For a company known to excel in optimizing software with existing hardware, they're starting to falter on that aspect.

[mrchow19910319]

23 minutes ago, hey_yo_ said:

For a company known to excel in optimizing software with existing hardware, they're starting to falter on that aspect.

as much as I love apple, you are absolutely right. I never thought one day macOS will cause me these much trouble. went to apple store more than 3 times just to "set everything right" and I am tech savvy enough to try all the solution I can find online as well as all the solution apple support recommended me. and the OS is STILL having small issues here and there right now..... 

 

welp.....no 1st day update from now on... 

[captain_to_fire]

9 minutes ago, mrchow19910319 said:

as much as I love apple, you are absolutely right. I never thought one day macOS will cause me these much trouble. went to apple store more than 3 times just to "set everything right" and I am tech savvy enough to try all the solution I can find online as well as all the solution apple support recommended me. and the OS is STILL having small issues here and there right now..... 

 

welp.....no 1st day update from now on... 

Maybe Apple needs to fire both Jony Ive for weird, asymmetrical designs and Craig Federighi for too much software bugs on iOS and macOS.

[79wjd]

22 minutes ago, mrchow19910319 said:

as much as I love apple, you are absolutely right.

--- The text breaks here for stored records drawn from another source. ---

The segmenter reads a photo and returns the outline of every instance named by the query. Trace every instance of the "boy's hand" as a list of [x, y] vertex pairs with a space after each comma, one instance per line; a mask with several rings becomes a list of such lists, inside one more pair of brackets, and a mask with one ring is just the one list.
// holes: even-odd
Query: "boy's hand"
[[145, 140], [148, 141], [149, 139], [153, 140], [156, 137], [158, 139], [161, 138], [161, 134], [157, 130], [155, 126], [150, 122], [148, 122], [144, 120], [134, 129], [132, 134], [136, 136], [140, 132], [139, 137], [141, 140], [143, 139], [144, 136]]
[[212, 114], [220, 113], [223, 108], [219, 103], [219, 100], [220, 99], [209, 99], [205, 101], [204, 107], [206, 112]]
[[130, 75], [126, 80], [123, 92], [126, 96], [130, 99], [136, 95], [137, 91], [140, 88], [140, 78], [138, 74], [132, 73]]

I never thought one day macOS will cause me these much trouble. went to apple store more than 3 times just to "set everything right" and I am tech savvy enough to try all the solution I can find online as well as all the solution apple support recommended me. and the OS is STILL having small issues here and there right now..... 

 

welp.....no 1st day update from now on... 

What kind of bugs? I'm still running El Capitan because I've been too lazy to upgrade to Sierra and then High Sierra.....but I was going to get around to it sooner or later.

[mrchow19910319]

50 minutes ago, djdwosk97 said:

What kind of bugs? I'm still running El Capitan because I've been too lazy to upgrade to Sierra and then High Sierra.....but I was going to get around to it sooner or later.

Disclaimer: not everyone runs into these kind of bugs... this is just an individual thing. 

 

1 hour ago, hey_yo_ said:

Maybe Apple needs to fire both Jony Ive for weird, asymmetrical designs and Craig Federighi for too much software bugs on iOS and macOS.

I dont give a shit about jony ive. BUt personally I really like craig federfighi. At least he is more authentic and energetic whenever he is on stage. 

[Trixanity]

Stupid vulnerability but it seems kinda familiar. Didn't Linux have something similar some months back? Something with repeating a certain action like 17 times giving full access? Although it does seem like in Apple's case it was almost intentional.

 

Also, is the root 'account' always enabled? If I recall on Windows you need to enable it yourself and on Linux you're prompted/supposed to change the root password.